Implantable Progesterone-Only Contraception—Implanon
Method of Action
Implanon is a single-rod, progestin implant that provides 3 years of
uninterrupted contraceptive coverage. The progestin used in Implanon is
etonogestrel, the same progestin as used in the NuvaRing. The device
provides slow release of 68 mg of etonogestrel over 3 years. It is the size of
a matchstick and is placed in the subdermal skin of a woman's upper arm.

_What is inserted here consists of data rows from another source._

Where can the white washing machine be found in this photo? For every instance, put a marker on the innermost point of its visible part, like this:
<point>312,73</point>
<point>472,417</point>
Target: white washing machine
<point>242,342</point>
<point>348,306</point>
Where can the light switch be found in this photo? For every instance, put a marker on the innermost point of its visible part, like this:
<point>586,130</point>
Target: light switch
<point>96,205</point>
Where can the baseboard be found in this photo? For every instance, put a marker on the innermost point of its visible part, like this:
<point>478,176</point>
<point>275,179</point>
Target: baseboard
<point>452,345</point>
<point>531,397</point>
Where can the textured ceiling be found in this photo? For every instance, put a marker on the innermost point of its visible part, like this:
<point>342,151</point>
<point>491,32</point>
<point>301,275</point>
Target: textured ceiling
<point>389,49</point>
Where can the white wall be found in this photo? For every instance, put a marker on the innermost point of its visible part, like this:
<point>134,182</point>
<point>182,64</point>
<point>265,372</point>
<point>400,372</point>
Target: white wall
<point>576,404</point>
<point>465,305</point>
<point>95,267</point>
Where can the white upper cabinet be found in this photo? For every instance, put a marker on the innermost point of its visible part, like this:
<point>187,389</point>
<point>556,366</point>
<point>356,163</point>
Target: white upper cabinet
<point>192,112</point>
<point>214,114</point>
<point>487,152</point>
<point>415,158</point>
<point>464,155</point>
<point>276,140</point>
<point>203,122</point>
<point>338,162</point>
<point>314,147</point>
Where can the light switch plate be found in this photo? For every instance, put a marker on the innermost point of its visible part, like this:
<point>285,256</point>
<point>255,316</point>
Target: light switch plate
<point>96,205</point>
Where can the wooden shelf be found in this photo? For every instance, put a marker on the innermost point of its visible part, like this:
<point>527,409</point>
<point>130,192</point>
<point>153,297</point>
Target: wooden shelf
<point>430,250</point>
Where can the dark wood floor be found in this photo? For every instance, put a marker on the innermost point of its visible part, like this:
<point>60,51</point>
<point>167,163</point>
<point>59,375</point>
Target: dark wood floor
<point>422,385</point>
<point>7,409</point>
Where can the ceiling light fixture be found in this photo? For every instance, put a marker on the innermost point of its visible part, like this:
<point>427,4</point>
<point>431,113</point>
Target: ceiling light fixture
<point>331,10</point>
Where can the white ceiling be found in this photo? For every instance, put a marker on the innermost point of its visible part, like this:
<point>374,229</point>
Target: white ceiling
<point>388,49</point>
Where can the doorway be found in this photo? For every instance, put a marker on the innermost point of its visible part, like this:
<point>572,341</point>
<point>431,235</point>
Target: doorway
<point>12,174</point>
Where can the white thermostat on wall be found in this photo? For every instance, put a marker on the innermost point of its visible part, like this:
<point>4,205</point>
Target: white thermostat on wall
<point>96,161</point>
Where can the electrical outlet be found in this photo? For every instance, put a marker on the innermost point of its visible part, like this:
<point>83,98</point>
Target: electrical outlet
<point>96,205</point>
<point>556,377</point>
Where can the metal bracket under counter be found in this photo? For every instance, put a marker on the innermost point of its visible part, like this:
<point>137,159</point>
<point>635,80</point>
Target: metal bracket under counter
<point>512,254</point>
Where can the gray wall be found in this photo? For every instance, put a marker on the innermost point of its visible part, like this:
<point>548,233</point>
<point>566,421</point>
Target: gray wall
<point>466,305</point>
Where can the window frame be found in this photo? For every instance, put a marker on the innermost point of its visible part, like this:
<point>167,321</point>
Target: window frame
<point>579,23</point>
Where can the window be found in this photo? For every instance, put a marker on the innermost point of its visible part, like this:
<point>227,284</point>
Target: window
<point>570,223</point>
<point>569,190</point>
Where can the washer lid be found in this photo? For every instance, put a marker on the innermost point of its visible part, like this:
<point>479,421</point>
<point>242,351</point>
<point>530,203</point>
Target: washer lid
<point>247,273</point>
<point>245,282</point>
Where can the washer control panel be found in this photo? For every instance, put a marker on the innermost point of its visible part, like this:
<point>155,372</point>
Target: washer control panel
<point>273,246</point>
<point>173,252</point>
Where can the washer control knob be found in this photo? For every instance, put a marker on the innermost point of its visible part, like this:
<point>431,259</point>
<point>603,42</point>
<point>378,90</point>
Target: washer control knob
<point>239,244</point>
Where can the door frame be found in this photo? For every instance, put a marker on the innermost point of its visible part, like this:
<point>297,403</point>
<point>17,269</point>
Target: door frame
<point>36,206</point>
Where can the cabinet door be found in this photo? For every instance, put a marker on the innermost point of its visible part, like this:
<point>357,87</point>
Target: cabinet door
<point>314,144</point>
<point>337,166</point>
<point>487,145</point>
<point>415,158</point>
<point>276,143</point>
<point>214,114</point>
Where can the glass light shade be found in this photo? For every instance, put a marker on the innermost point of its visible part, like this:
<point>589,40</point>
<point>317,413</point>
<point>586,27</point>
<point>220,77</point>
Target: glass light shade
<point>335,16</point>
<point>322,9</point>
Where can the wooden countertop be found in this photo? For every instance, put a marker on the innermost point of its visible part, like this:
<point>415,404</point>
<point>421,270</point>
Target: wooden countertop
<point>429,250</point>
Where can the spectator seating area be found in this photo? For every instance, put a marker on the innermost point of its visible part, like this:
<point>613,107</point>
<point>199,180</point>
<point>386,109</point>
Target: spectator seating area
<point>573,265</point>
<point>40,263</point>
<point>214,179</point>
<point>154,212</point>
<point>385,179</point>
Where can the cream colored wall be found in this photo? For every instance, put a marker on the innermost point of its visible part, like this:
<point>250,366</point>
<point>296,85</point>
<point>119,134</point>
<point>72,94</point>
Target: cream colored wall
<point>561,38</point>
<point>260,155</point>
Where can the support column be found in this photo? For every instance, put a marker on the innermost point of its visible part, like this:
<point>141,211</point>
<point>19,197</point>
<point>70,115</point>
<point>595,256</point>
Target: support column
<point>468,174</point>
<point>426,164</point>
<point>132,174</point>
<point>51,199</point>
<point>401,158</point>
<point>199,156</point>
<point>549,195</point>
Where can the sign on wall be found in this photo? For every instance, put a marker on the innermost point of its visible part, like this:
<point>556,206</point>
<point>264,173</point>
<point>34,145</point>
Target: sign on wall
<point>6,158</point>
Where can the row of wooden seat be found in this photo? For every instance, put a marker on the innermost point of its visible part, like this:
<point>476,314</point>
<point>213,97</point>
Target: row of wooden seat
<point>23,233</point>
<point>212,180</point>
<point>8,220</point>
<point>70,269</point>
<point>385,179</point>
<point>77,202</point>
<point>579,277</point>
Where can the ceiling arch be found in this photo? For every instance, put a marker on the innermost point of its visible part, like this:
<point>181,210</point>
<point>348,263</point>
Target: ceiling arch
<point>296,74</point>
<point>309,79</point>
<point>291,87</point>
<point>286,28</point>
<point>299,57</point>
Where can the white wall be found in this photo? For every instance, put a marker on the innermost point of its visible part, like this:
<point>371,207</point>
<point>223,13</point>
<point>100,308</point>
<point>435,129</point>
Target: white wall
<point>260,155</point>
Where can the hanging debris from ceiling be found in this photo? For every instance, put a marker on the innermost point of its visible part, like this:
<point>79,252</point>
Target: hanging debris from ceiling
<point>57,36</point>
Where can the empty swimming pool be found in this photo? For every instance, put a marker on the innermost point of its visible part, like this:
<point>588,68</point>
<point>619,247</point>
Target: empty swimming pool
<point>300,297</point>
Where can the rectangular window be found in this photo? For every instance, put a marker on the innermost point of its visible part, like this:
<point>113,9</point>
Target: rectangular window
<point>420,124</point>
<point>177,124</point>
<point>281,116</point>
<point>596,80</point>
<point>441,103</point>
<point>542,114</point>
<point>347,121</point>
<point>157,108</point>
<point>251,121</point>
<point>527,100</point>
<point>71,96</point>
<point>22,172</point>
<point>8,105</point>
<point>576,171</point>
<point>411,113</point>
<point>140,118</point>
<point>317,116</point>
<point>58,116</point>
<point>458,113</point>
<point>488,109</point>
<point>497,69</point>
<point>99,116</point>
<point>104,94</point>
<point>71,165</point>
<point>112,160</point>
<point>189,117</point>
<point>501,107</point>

When appropriate timing of placement is utilized, Implanon is affective 24
hours after placement and has quick return to fertility once
the device is removed by a clinician.
Effectiveness
Implanon is highly effective with only a 0.4% failure rate.
Side Effects
Irregular and unpredictable light bleeding is the major side effect of
Implanon. In the majority of cases (75%), the bleeding is lighter than a
normal menstrual bleed and requires only a panty liner or less for protection.
However, irregular bleeding was the reason for 20% of discontinuations.
Advantages/Disadvantages
The major advantage of Implanon is that it is implantable and provides 3
uninterrupted years of contraceptive coverage. There is no maintenance
associated with the device and thus no interruption of sexual spontaneity.
The disadvantages include the need for a provider to insert and remove the
device and the unpredictable bleeding profile.